For a long time artistes in the city became synonymous with constant grumblings over marginalisation from the airwaves, funding opportunities and general support that they felt artistes elsewhere were getting.
After years of lamentation, some of the artistes decided they would not continue to sit on their laurels and they teamed up with foreign promoters and in no time artistes from Bulawayo were littered around the globe. This gave rise to a generation of artistes that made a name for themselves outside our borders before they were even known here. Some of the groups remain virtually unknown in Zimbabwe but big in Europe and elsewhere. How many know and actually appreciate the sounds of Mokoomba and how many would pay to watch them perform? This is a well travelled group from Victoria Falls that has played at some of the most prestigious stages the world has ever seen.
We believe it is against this background that artistes in the region came up with festivals to celebrate this talent that was mostly exported in the bud. The festivals showcase largely raw talent with sprinklings of polished performers and we believe it is such festivals and other arts gatherings that exposed some of our performers to foreign promoters that saw an opportunity to make a name for themselves and some bit of money in the process through offering unique performances to the foreign audiences.
And as the foreign legion of artistes nurtured at home grew, it was felt there was a need to celebrate our own locally so that we could encourage them to aspire, to dare, and to dream. Arts awards by their nature celebrate artistic excellence and we believe that they have a big role in terms of encouraging and growing the industry through the recognition they offer to artistes.
Bulawayo will soon play host to the Bulawayo Arts Awards, and we believe these are welcome awards that have grown over the past three years. However, it is important that the organisers stay in touch with the expectations of the artistes. We say so against the background of the withdrawal of some of the nominees under unclear circumstances. It might not be the only awards ceremony that witnesses withdrawals but it surely does not mean that withdrawals do not warrant interrogation.

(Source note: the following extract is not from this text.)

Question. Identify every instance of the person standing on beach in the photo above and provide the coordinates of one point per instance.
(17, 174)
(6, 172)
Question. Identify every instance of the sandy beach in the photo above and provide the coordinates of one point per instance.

It is impossible not to communicate, some theorists have argued. This rings true in this case, since by refusing to be associated with the awards, the artistes are communicating a certain message. Organisers should be neither defensive nor adopt the ostrich posture but engage, consult and where possible, involve so that it does not become a case of “nothing for us without us”. While we wish all the best for the local awards and urge sponsors to come on board in their numbers, we also feel organisers should be malleable enough to tweak their template in line with industry expectations. We also believe the criticism and comments that the organisers have received are important as they are a measure of how seriously the people take the awards, and how they have embraced them as their own. Let us harness that deluge of interest in the arts and reward those that deserve to be rewarded. After all we are supposed to be celebrating excellence. May the awards leave an excellent taste in the mouth, and the artistes’ pockets!